If it is easier to build it from the vcfs, I can try that too. I assume that the vcfs don’t include sample id. do you know of a way to add sample id to these files?

i run bq --format=prettyjson show -j to find out more about the errors (see below). no much information is there.

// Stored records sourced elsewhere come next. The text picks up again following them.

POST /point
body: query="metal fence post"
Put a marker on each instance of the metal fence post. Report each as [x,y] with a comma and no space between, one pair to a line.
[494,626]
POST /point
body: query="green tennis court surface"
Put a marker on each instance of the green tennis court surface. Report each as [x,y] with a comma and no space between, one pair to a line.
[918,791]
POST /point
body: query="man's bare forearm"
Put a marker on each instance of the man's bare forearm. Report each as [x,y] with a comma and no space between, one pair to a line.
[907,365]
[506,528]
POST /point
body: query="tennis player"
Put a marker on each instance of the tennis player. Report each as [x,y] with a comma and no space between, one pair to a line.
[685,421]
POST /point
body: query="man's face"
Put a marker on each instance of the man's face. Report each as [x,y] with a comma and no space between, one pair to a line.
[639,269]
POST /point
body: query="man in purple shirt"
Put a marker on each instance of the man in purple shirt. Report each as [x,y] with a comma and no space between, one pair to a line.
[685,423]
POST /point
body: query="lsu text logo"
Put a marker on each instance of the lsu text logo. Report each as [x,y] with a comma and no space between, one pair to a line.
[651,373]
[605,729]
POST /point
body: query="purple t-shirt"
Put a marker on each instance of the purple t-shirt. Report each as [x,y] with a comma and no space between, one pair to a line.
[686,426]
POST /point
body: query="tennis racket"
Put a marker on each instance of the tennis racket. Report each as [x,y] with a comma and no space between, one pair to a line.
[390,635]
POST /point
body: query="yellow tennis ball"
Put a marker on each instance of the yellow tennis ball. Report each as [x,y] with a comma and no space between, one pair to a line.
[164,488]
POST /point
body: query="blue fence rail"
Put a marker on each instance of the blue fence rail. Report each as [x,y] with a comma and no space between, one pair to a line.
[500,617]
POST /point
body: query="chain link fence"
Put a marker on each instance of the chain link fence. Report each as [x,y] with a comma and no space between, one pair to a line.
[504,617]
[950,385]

google based search results for “too many values”


“status”: {
“errorResult”: {
“message”: “Too many errors encountered.”,
“reason”: “invalid”
},
“errors”: [
{
“message”: “Too many errors encountered.”,
“reason”: “invalid”
},
{
“location”: “gs://data_gnomad_orielresearch/vdsToCsv_variants.csv”,
“message”: “Too many values in row starting at position: 13658627.”,
“reason”: “invalid”
},
{
“location”: “gs://data_gnomad_orielresearch/vdsToCsv_variants.csv”,
“message”: “Too many values in row starting at position: 14405543.”,
“reason”: “invalid”
},
{
“location”: “gs://data_gnomad_orielresearch/vdsToCsv_variants.csv”,
“message”: “Too many values in row starting at position: 14434960.”,
“reason”: “invalid”
},
{
“location”: “gs://data_gnomad_orielresearch/vdsToCsv_variants.csv”,
“message”: “Too many values in row starting at position: 14539024.”,
“reason”: “invalid”
}
],
“state”: “DONE”


#19

Hi,
I have made some progress.
Export to TSV is much cleaner (see table snapshot below).
The header names is the name of the jason struct (see below - js). Is there a way to explicitly send the schema as parameter to the export command?
thank a lot,
eilalan

Following are the tries and the outputs for generating the schema:
print(“key table generation”)
ktv_select = ktv.annotate(‘js = json({v: v, va: va})’).select([‘js’])

print(“key table schema”)
print(ktv_select.schema)

print(“Converts this key table to a Spark DataFrame and print.”)
ktv_select.to_dadataframe().printSchema()

print(“write to kt file”)
ktv_select.write(‘gs://data_gnomad_orielresearch/kt_file.kt’)

OUTPUT:
key table generation
key table schema
Struct {
js: String
}
Converts this key table to a Spark DataFrame and print.
Traceback (most recent call last):
File “/tmp/095bfe8d-7867-4bab-add4-4247269ae8c1/convertVDSToCSV_variant.py”, line 30, in
ktv_select.to_dadataframe().printSchema()
AttributeError: ‘KeyTable’ object has no attribute 'to_dadataframe’
ERROR: (gcloud.dataproc.jobs.submit.pyspark) Job [095bfe8d-7867-4bab-add4-4247269ae8c1] entered state [ERROR] while waiting for [DONE].


TSV table:

Row string_field_0 string_field_1 string_field_2 string_field_3 string_field_4
1 js null null null null
2 {“v”:{“con ig”:“Y”,"s ar ":4967108,“ref”:“G”,“al Alleles”:[{“ref”:“G”,"al
3 {“v”:{“con ig”:“Y”,"s ar ":4968377,“ref”:“A”,“al Alleles”:[{“ref”:“A”,"al

print(“export to tsv”)
(ktv.annotate(‘js = json({v: v, va: va})’)
.select([‘js’])
.export(‘gs://data_gnomad_orielresearch/vdsToCsv_variants.tsv’))



#20

I think you mistyped to_dataframe as to_dadataframe. Does this resolve your issue?